Electronic disorder and magnetic-field-induced superconductivity enhancement in Fe$_{1+y}$(Te$_{1-x}$Se$_{x})$

The iron chalcogenide Fe$_{1+y}$(Te$_{1-x}$Se$_{x})$ superconductor system exhibits a unique electronic and magnetic phase diagram distinct from those seen in iron pnictides: bulk superconductivity does not appear immediately following the suppression of long-range ($\pi $,0) AFM order. Instead, an intermediate phase with weak charge carrier localization appears between AFM order and bulk superconductivity (Liu \textit{et al.}, Nat. Mater. \textbf{9}, 719 (2010)).

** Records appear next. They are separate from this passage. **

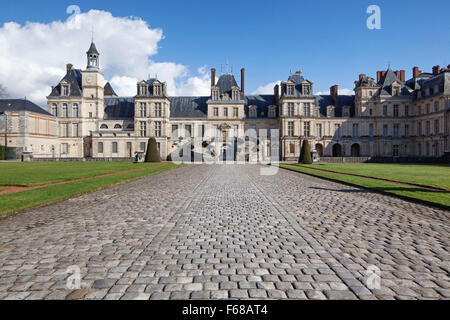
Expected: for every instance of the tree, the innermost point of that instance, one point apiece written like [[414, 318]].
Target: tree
[[152, 154], [305, 153], [2, 91]]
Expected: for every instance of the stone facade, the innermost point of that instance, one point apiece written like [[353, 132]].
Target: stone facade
[[389, 116]]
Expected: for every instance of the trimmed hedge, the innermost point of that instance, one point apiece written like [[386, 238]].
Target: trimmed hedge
[[305, 153]]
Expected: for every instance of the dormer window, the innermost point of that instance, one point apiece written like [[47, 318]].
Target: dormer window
[[272, 112], [306, 89], [65, 90], [236, 95], [157, 90], [215, 94], [290, 89]]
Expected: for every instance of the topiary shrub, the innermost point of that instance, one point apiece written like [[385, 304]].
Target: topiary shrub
[[152, 154], [305, 153]]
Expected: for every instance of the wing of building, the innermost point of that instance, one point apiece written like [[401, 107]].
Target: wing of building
[[386, 117]]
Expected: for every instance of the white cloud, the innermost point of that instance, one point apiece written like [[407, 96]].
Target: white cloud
[[343, 91], [33, 56], [267, 89]]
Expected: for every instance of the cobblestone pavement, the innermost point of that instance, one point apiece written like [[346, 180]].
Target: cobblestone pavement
[[226, 232]]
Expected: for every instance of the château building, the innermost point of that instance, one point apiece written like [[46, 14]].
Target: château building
[[389, 116]]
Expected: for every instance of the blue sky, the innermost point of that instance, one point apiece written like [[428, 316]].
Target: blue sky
[[327, 40]]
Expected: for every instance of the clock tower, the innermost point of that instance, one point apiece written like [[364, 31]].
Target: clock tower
[[93, 84]]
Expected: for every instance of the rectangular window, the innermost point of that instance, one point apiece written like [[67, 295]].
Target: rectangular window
[[64, 130], [188, 130], [355, 130], [396, 130], [291, 128], [337, 130], [115, 147], [306, 129], [175, 132], [396, 108], [64, 148], [319, 130], [158, 129], [143, 110], [395, 150], [143, 128], [158, 110], [201, 130], [75, 130], [290, 109], [307, 112]]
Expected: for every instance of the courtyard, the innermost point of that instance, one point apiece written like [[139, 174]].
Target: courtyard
[[227, 232]]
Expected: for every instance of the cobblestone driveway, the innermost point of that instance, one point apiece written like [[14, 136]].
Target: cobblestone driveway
[[219, 232]]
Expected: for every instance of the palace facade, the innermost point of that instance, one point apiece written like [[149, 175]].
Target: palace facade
[[389, 116]]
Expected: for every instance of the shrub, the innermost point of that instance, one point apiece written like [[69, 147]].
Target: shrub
[[305, 153], [152, 154], [2, 153]]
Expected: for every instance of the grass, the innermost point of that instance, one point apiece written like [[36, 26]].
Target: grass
[[10, 203], [28, 174], [440, 199], [437, 176]]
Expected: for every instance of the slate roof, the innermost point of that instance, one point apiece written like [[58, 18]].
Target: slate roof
[[73, 77], [93, 49], [188, 107], [262, 103], [226, 83], [21, 105], [119, 108], [323, 101], [109, 91]]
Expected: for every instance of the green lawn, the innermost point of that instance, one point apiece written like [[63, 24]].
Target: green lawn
[[408, 173], [14, 202], [425, 175], [27, 174]]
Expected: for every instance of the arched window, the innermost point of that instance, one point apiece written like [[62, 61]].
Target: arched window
[[65, 110], [75, 110]]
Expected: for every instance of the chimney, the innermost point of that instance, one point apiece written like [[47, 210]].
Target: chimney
[[243, 81], [378, 76], [213, 77], [436, 70], [334, 93], [276, 93], [416, 72]]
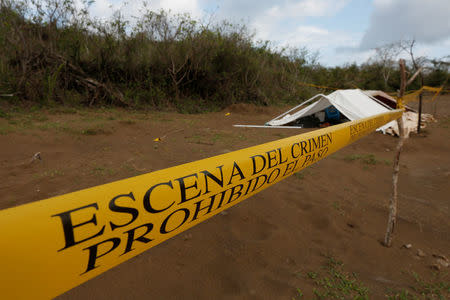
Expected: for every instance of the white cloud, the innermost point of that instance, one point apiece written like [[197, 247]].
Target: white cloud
[[104, 9], [394, 20], [306, 8]]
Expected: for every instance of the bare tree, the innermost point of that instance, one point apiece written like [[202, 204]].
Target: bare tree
[[386, 56]]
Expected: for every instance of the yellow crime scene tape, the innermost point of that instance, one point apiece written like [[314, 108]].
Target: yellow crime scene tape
[[51, 246]]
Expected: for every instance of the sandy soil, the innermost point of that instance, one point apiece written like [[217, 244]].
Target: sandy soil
[[263, 247]]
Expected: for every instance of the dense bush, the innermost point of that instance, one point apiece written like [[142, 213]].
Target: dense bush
[[52, 51]]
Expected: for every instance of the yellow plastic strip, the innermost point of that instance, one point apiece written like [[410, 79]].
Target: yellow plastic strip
[[50, 246]]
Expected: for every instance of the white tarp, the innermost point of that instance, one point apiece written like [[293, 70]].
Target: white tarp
[[354, 104]]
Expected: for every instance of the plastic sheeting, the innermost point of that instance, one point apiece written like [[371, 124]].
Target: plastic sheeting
[[354, 104]]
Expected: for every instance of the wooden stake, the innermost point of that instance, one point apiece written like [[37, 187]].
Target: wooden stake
[[392, 219]]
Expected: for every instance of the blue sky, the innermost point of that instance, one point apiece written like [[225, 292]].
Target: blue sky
[[342, 31]]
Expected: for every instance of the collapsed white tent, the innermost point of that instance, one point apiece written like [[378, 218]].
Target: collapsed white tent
[[353, 104]]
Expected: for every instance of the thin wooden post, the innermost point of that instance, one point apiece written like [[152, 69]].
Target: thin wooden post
[[392, 219], [420, 104], [420, 113]]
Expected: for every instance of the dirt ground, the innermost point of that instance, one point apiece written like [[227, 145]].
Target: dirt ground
[[274, 245]]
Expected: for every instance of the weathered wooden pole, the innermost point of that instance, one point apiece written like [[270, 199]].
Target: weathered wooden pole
[[392, 219], [420, 105]]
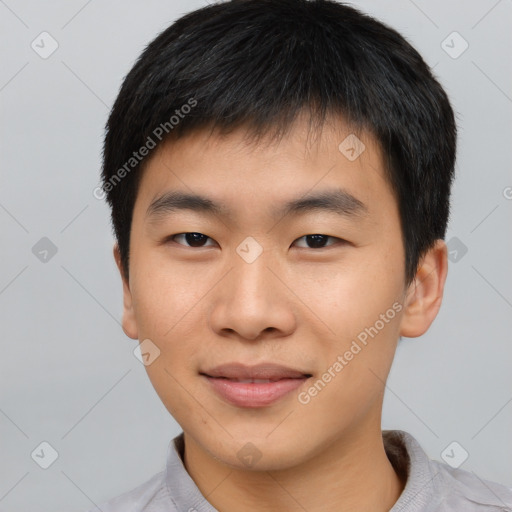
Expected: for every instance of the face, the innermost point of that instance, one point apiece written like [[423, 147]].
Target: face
[[232, 288]]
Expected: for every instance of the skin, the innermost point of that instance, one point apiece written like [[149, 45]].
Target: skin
[[295, 305]]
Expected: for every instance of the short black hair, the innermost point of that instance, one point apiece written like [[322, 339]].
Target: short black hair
[[259, 63]]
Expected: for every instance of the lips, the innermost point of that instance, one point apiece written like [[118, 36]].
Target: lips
[[254, 386]]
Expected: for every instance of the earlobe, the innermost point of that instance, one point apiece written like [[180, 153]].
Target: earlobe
[[425, 293], [129, 322]]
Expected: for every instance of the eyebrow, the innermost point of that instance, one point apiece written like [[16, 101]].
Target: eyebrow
[[338, 201]]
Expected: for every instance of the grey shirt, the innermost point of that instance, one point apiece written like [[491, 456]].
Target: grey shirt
[[430, 485]]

In this talk, we report our recent studies on the relationship between the normal state and superconducting properties in Fe$_{1+y}$(Te$_{1-x}$Se$_{x})$. We show that the superconducting volume fraction $V_{SC}$ and normal state metallicity significantly increase while the normal state Sommerfeld coefficient \textit{$\gamma $} and Hall coefficient $R_{H}$ drop drastically with increasing Se content in the underdoped superconducting region. Additionally, $V_{SC}$ is surprisingly enhanced by magnetic field in heavily underdoped superconducting samples. The implications of these results will be discussed. Our analyses suggest that the suppression of superconductivity in the underdoped region is associated with electronic disorder caused by incoherent magnetic scattering arising from ($\pi $,0) magnetic fluctuations.